In Porgy and Bess, Hall Johnson found a disproportion between unity and variety. The audience, he believed, was “confronted with a series of musical episodes which, even if they do not belong together, could be made to appear as if they do by a better handling of the musical connecting tissue.” Johnson also agreed with a number of New York’s other critics in judging Gershwin’s use of recitative inept. “The Mendelssohn of Elijah or the Strauss of Salomé would be excellent school-masters for Mr. Gershwin in this subject of recitativo. Even better, for his current needs, would have been a perusal of the freer verse-lines of any of the Negro spirituals, wherein the significance of every word is immeasurably heightened by its tonal investiture.” This composer also found Mamoulian’s stage direction unsympathetic at every turn:
Will the time ever come when a colored performer on a Broadway stage can be subtle, quiet or even silent? . . . Must the light revues always be hot, fast and loud, and the serious pieces always profane, hysterical and louder? . . . Why does Clara have to scream the lullaby to her baby in the middle of the noisome courtyard of Catfish Row where only a drunk could sleep? . . . Why does Porgy have to bawl out his contentment, his new-found, inward happiness,—like a young and fiery captain of Hussars brandishing his sword before his men about to rush into battle?

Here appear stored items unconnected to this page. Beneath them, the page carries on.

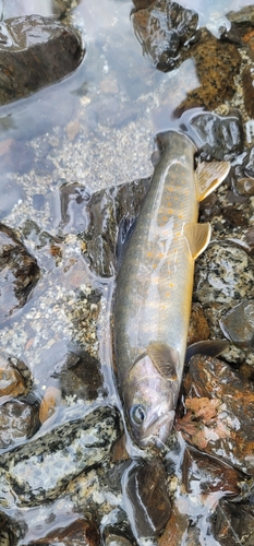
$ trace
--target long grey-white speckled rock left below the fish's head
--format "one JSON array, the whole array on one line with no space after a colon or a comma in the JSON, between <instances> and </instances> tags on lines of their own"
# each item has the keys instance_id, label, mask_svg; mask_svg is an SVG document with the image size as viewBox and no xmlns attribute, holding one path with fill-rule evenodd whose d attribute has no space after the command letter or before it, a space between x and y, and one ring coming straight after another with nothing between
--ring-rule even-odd
<instances>
[{"instance_id":1,"label":"long grey-white speckled rock left below the fish's head","mask_svg":"<svg viewBox=\"0 0 254 546\"><path fill-rule=\"evenodd\" d=\"M3 490L9 483L19 506L37 506L57 498L77 474L108 455L119 427L117 411L101 406L83 419L60 425L3 454ZM3 491L1 495L4 498Z\"/></svg>"}]
</instances>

From Hall Johnson’s perspective, the redeeming force in Porgy and Bess was “the intelligent pliability of the large Negro cast,” who were “able to infuse enough of their own natural racial qualities into the proceedings to invest them with a convincing semblance of plausibility.” Johnson cited a basic quality existing in “genuine Negro music,” namely “the quality of utter simplicity—in theme and in style.”
It is only in the singing of large groups of Negroes that a contrapuntal or harmonic complexity may occasionally seem to be present, and this illusion is due to the simple approach of the individual singers. Each sings his part as he feels it. The result is musical because each contrapuntal part keeps constantly in mind the announced theme; it sounds complicated because the creator of each part is not bothering himself at all about the elaborate improvisation his neighbor may be preferring at the same moment. But the fundamental idea of simplicity is still active.
As Johnson saw it, “It Ain’t Necessarily So” proved “so un-Negroid, in thought and structure, that even Bubbles cannot save it.” It was impossible to believe that Sporting Life “could be so entirely liberated from that superstitious awe of Divinity which even the most depraved southern Negro never quite loses.” But nevertheless in two duets—“Bess, You Is My Woman Now” and “What You Want Wid Bess”—Gershwin, he believed, caught “a real racial strain.”
But even considering the encumbrances that “American Folk Opera has had to struggle up under,” Johnson, who attended the production four times, ultimately decided that Porgy and Bess had “turned out surprisingly well,” affording “quite adequate fare for the average uncritical audiences without too much interest either in opera or in Negroes.”